Uditolo dunque, volle emularlo; ma lirico, fluido, bello, non poteva stringarsi entro la corazza di quello, e predilesse le forme per cui erano già piaciuti il Maffei, il Varano, il Conti. l’Aristodemo (1787) presenta una feroce ambizione, punita da un delirio suicida, press’a poco come il Saul; ma tutto vi è lirico, il personaggio di Cesira, il trattato di pace, i racconti, i colloquj; gli spettatori rimangono scossi da quel frenetico, sempre coi capelli irti e il pugno teso; il letterato si bea della splendida verseggiatura; il pedante loda l’osservanza delle tre unità, quand’anche per mantenerle abbia a collocarsi una tomba nella sala d’udienza. Allora non faceva ancor paura ai regnanti il declamare contro i tiranni; ed altra imitazione d’Alfieri n’è l’intimare «che mal si compra coi delitti il soglio».

Quando fu recitato, egli racconta, «da trenta giorni era entrato nei cervelli romani il fanatismo; poi, finita la rappresentazione, la sua casa fu inondata di gente che parevano forsennate dal piacere»1.

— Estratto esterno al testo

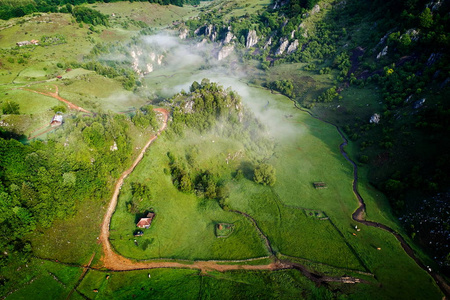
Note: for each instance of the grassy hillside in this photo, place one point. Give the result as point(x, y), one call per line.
point(200, 173)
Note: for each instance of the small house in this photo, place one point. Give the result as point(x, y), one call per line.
point(146, 222)
point(24, 43)
point(57, 119)
point(320, 185)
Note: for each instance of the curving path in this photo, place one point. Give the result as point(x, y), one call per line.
point(359, 213)
point(115, 262)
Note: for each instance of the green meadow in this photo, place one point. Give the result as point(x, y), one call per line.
point(303, 224)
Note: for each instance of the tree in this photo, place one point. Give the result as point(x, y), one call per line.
point(264, 174)
point(10, 108)
point(426, 18)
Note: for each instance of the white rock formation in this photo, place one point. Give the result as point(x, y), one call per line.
point(375, 119)
point(225, 51)
point(183, 33)
point(252, 39)
point(203, 42)
point(114, 147)
point(268, 43)
point(209, 30)
point(228, 38)
point(149, 68)
point(382, 53)
point(284, 42)
point(160, 58)
point(292, 47)
point(315, 9)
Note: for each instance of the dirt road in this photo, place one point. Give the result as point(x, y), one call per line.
point(359, 214)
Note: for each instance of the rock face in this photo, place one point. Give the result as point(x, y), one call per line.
point(183, 33)
point(225, 51)
point(252, 39)
point(284, 42)
point(382, 53)
point(315, 9)
point(375, 119)
point(292, 47)
point(202, 43)
point(268, 43)
point(209, 30)
point(302, 26)
point(228, 38)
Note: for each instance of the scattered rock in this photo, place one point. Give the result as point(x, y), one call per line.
point(228, 38)
point(315, 9)
point(268, 43)
point(225, 52)
point(114, 147)
point(292, 47)
point(284, 42)
point(209, 30)
point(375, 119)
point(183, 33)
point(382, 53)
point(252, 39)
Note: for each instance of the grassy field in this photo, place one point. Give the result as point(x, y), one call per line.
point(154, 15)
point(184, 227)
point(190, 219)
point(188, 284)
point(46, 280)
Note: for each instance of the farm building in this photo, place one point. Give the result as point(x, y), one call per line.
point(146, 222)
point(57, 120)
point(320, 185)
point(27, 43)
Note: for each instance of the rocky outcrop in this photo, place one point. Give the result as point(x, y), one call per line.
point(292, 47)
point(302, 26)
point(252, 39)
point(375, 119)
point(382, 53)
point(268, 43)
point(209, 30)
point(225, 52)
point(202, 43)
point(284, 42)
point(183, 33)
point(315, 9)
point(228, 38)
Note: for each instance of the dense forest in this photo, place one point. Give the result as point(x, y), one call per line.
point(397, 49)
point(44, 181)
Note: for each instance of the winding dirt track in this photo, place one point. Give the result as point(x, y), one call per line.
point(58, 97)
point(115, 262)
point(359, 214)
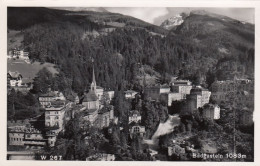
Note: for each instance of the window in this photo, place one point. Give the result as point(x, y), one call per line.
point(136, 129)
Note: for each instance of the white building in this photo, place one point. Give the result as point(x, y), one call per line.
point(14, 78)
point(46, 99)
point(134, 116)
point(211, 112)
point(130, 94)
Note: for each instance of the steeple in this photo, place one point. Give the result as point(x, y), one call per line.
point(93, 84)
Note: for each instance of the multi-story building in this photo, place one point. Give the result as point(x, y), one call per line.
point(181, 86)
point(47, 98)
point(189, 106)
point(200, 95)
point(34, 138)
point(223, 91)
point(211, 112)
point(95, 112)
point(101, 157)
point(175, 150)
point(16, 135)
point(137, 130)
point(111, 94)
point(105, 116)
point(155, 92)
point(54, 120)
point(14, 79)
point(26, 136)
point(130, 94)
point(164, 89)
point(134, 116)
point(170, 97)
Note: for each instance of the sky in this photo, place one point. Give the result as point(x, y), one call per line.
point(158, 15)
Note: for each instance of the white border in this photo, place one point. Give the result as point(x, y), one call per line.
point(117, 3)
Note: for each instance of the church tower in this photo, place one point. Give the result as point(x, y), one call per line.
point(93, 85)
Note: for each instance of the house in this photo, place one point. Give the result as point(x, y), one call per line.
point(99, 92)
point(134, 116)
point(21, 54)
point(111, 94)
point(211, 112)
point(175, 150)
point(130, 94)
point(188, 107)
point(200, 95)
point(136, 129)
point(34, 138)
point(170, 97)
point(45, 99)
point(105, 116)
point(73, 97)
point(26, 136)
point(54, 120)
point(181, 86)
point(16, 136)
point(164, 89)
point(14, 79)
point(101, 157)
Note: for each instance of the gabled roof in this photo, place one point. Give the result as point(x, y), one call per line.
point(90, 96)
point(14, 74)
point(131, 113)
point(130, 91)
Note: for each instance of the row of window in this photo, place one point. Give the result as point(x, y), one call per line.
point(56, 112)
point(48, 117)
point(16, 139)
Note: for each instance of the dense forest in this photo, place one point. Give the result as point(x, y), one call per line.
point(65, 39)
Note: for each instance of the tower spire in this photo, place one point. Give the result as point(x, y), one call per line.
point(93, 84)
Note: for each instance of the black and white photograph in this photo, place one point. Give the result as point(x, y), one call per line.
point(171, 84)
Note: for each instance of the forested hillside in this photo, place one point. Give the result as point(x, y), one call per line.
point(120, 45)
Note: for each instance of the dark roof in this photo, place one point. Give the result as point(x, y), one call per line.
point(164, 86)
point(48, 94)
point(72, 96)
point(99, 87)
point(131, 113)
point(104, 110)
point(14, 74)
point(130, 91)
point(90, 96)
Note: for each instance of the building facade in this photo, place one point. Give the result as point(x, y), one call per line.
point(14, 79)
point(211, 112)
point(51, 96)
point(134, 116)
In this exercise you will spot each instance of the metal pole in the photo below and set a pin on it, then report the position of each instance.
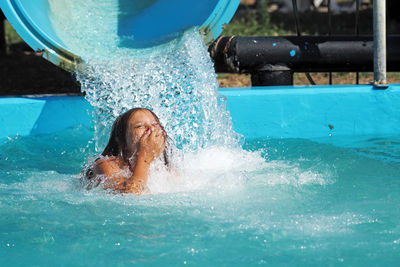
(380, 43)
(2, 34)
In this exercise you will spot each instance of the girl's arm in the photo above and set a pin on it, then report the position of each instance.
(152, 144)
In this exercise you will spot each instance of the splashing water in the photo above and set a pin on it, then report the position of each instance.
(176, 80)
(179, 86)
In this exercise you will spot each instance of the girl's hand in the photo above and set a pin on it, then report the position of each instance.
(152, 144)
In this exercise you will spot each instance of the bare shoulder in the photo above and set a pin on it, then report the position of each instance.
(107, 166)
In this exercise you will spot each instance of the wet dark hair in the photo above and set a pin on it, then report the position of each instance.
(117, 145)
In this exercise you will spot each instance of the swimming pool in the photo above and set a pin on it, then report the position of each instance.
(299, 193)
(304, 203)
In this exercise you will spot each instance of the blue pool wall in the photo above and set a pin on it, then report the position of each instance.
(258, 112)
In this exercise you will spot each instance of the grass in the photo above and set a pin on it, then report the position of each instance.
(251, 20)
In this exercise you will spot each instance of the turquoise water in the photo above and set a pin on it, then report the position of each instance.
(283, 202)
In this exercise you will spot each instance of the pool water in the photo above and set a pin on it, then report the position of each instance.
(285, 202)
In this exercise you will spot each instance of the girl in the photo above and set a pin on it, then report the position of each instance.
(136, 139)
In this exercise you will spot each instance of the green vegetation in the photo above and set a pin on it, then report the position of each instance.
(11, 35)
(252, 22)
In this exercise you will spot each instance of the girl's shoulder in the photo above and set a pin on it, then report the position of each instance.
(107, 166)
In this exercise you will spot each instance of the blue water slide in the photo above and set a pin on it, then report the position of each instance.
(148, 22)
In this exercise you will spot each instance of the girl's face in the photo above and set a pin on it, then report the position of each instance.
(139, 122)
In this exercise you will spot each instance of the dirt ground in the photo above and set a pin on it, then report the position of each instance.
(23, 71)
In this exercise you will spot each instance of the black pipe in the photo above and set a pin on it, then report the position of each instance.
(300, 54)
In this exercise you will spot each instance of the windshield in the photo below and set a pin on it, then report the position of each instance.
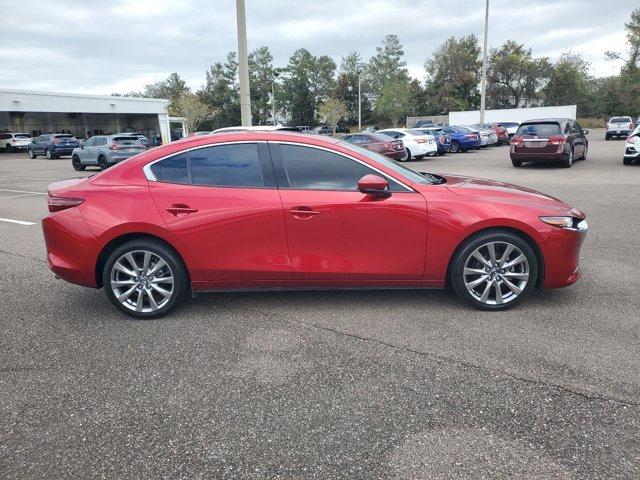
(387, 162)
(539, 129)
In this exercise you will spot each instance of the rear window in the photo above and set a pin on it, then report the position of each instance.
(539, 129)
(620, 120)
(126, 140)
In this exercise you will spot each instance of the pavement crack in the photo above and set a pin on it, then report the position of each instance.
(456, 362)
(26, 257)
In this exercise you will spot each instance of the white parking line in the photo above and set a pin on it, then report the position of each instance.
(21, 191)
(19, 222)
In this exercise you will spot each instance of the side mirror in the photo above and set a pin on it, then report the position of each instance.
(374, 185)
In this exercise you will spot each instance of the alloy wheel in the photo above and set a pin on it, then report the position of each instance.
(142, 281)
(496, 273)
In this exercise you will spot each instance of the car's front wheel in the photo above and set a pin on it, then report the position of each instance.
(494, 270)
(144, 278)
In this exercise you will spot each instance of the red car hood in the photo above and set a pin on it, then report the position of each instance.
(503, 192)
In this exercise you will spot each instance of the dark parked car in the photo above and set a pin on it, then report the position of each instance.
(378, 143)
(323, 130)
(52, 145)
(442, 139)
(550, 140)
(462, 139)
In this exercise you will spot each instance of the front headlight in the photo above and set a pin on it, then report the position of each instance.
(569, 223)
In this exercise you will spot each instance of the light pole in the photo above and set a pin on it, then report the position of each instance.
(483, 85)
(359, 103)
(243, 65)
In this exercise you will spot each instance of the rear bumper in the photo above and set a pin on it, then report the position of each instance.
(561, 252)
(68, 239)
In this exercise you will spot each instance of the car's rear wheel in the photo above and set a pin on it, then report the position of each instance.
(144, 278)
(77, 165)
(568, 161)
(494, 270)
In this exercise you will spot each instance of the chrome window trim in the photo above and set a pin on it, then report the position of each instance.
(385, 175)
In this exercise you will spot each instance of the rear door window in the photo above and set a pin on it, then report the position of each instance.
(309, 168)
(227, 166)
(540, 129)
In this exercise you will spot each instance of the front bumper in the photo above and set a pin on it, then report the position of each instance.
(561, 253)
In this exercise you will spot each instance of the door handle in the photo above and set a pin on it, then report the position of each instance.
(303, 212)
(180, 210)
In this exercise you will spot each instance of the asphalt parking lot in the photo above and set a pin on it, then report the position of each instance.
(378, 384)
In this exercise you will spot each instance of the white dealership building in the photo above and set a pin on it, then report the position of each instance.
(81, 115)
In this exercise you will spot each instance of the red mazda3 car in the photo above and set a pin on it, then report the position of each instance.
(269, 210)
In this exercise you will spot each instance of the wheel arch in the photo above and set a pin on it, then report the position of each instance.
(115, 242)
(513, 230)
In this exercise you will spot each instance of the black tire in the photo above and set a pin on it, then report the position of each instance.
(500, 237)
(175, 267)
(77, 165)
(569, 161)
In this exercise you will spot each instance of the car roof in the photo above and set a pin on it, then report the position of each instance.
(548, 120)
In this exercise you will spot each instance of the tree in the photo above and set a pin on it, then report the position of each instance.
(221, 93)
(393, 101)
(387, 65)
(308, 80)
(193, 110)
(262, 75)
(171, 88)
(514, 77)
(569, 81)
(346, 90)
(632, 61)
(454, 74)
(332, 111)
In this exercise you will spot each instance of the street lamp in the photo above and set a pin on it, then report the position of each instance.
(483, 86)
(243, 65)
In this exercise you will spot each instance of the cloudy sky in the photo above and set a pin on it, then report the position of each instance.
(121, 45)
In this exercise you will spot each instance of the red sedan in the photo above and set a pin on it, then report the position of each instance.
(269, 210)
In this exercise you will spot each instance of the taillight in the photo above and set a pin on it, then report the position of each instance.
(62, 203)
(557, 139)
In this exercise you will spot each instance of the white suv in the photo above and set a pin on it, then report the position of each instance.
(619, 127)
(12, 142)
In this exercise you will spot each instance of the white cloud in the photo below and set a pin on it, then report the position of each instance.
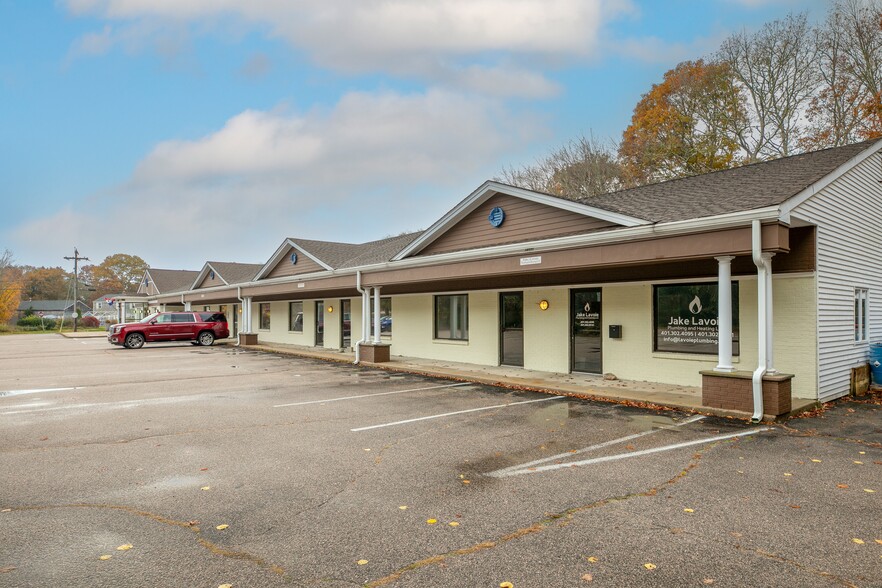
(461, 43)
(372, 165)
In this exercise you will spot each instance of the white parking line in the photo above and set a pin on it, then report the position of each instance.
(438, 416)
(36, 391)
(530, 464)
(369, 395)
(619, 456)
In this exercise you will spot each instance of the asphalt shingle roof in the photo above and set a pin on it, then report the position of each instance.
(748, 187)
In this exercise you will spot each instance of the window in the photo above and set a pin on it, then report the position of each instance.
(264, 315)
(295, 317)
(452, 317)
(686, 317)
(861, 296)
(385, 317)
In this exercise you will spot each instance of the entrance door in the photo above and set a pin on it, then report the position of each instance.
(320, 323)
(346, 323)
(587, 336)
(511, 328)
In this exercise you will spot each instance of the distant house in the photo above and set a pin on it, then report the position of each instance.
(53, 309)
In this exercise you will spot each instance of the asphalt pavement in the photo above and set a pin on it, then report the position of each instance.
(177, 465)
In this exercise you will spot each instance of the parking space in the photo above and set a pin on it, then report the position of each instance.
(220, 466)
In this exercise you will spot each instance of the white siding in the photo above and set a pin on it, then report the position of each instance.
(848, 214)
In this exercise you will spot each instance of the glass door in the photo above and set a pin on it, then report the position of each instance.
(586, 345)
(320, 323)
(511, 328)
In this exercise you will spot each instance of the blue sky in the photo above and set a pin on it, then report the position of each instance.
(191, 130)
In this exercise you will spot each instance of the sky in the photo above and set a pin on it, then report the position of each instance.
(186, 131)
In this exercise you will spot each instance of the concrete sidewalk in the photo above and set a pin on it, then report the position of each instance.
(641, 393)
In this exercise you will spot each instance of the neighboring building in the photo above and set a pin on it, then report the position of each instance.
(761, 279)
(51, 309)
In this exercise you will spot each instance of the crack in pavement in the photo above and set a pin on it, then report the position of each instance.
(210, 546)
(560, 519)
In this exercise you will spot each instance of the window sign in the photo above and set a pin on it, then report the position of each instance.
(686, 319)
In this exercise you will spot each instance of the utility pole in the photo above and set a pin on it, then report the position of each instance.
(76, 259)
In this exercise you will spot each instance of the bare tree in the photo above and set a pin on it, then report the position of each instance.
(580, 168)
(777, 71)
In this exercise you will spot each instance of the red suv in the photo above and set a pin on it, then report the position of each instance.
(200, 327)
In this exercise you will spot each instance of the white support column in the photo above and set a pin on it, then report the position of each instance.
(770, 324)
(724, 314)
(377, 314)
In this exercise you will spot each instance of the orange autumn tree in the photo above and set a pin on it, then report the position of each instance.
(684, 126)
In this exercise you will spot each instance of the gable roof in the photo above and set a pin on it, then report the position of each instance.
(229, 272)
(490, 188)
(749, 187)
(167, 281)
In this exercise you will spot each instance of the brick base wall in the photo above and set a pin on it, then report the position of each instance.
(734, 391)
(375, 352)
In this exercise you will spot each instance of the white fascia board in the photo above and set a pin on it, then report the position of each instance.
(489, 188)
(280, 252)
(788, 205)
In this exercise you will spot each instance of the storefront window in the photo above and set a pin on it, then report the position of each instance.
(452, 317)
(686, 318)
(295, 317)
(264, 315)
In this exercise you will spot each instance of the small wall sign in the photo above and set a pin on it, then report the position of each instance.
(497, 216)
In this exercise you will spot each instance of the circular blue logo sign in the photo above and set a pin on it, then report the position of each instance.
(497, 215)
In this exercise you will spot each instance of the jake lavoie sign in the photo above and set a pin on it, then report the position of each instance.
(686, 319)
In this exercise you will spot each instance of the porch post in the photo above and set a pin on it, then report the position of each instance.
(377, 314)
(724, 316)
(770, 325)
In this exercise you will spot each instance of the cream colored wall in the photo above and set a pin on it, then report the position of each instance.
(546, 333)
(413, 330)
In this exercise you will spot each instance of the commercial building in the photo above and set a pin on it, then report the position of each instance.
(759, 283)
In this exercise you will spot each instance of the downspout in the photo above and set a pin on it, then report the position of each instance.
(242, 306)
(365, 317)
(762, 316)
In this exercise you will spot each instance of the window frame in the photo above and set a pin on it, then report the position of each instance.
(291, 315)
(454, 329)
(861, 315)
(261, 316)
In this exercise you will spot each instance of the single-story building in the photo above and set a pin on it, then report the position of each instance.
(759, 283)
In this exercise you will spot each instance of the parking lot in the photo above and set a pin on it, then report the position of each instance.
(222, 466)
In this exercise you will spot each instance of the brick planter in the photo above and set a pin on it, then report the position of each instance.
(734, 391)
(375, 352)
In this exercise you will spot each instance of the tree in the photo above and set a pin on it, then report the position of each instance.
(119, 274)
(10, 288)
(685, 125)
(776, 71)
(846, 107)
(581, 168)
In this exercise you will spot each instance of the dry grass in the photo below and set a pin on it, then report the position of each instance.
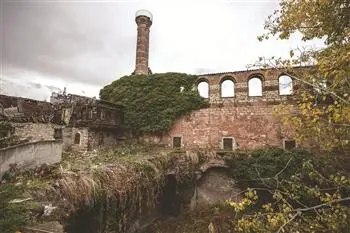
(133, 179)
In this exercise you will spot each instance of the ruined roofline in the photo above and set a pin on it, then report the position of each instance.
(81, 97)
(251, 70)
(24, 99)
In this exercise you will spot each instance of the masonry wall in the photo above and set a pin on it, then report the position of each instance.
(248, 120)
(69, 135)
(30, 155)
(35, 131)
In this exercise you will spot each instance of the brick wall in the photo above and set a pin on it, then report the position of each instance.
(248, 120)
(35, 131)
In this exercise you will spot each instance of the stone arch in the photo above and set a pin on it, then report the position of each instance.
(214, 185)
(203, 87)
(285, 85)
(77, 138)
(255, 85)
(227, 87)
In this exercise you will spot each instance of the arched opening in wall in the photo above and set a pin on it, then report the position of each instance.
(285, 85)
(215, 185)
(77, 138)
(228, 144)
(177, 142)
(203, 88)
(227, 87)
(170, 201)
(255, 86)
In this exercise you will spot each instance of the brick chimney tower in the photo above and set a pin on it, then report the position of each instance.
(143, 20)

  1. Dionigi Strocchi, il 14 febbrajo 1786, scriveva da Roma: — Domenica passata Monti fece una recita generale della sua tragedia per due volte; la mattina in sua casa, la sera in quella del cardinal Boschi. Non vi so dire abbastanza la sorpresa, la compunzione, e le lagrime di tutti. Non v’è dubbio, quella tragedia è un capo d’opera. Io stimava Monti infinitamente: pure ha superato la mia aspettazione. Il giudizio che si dà comunemente di questa tragedia è che sia il miglior lavoro di teatro che abbia l’Italia. So che queste cose vi accresceranno la voglia di leggerla; ma quanta voi ne avete di leggerla, altrettanta io ne ho di mandarvela».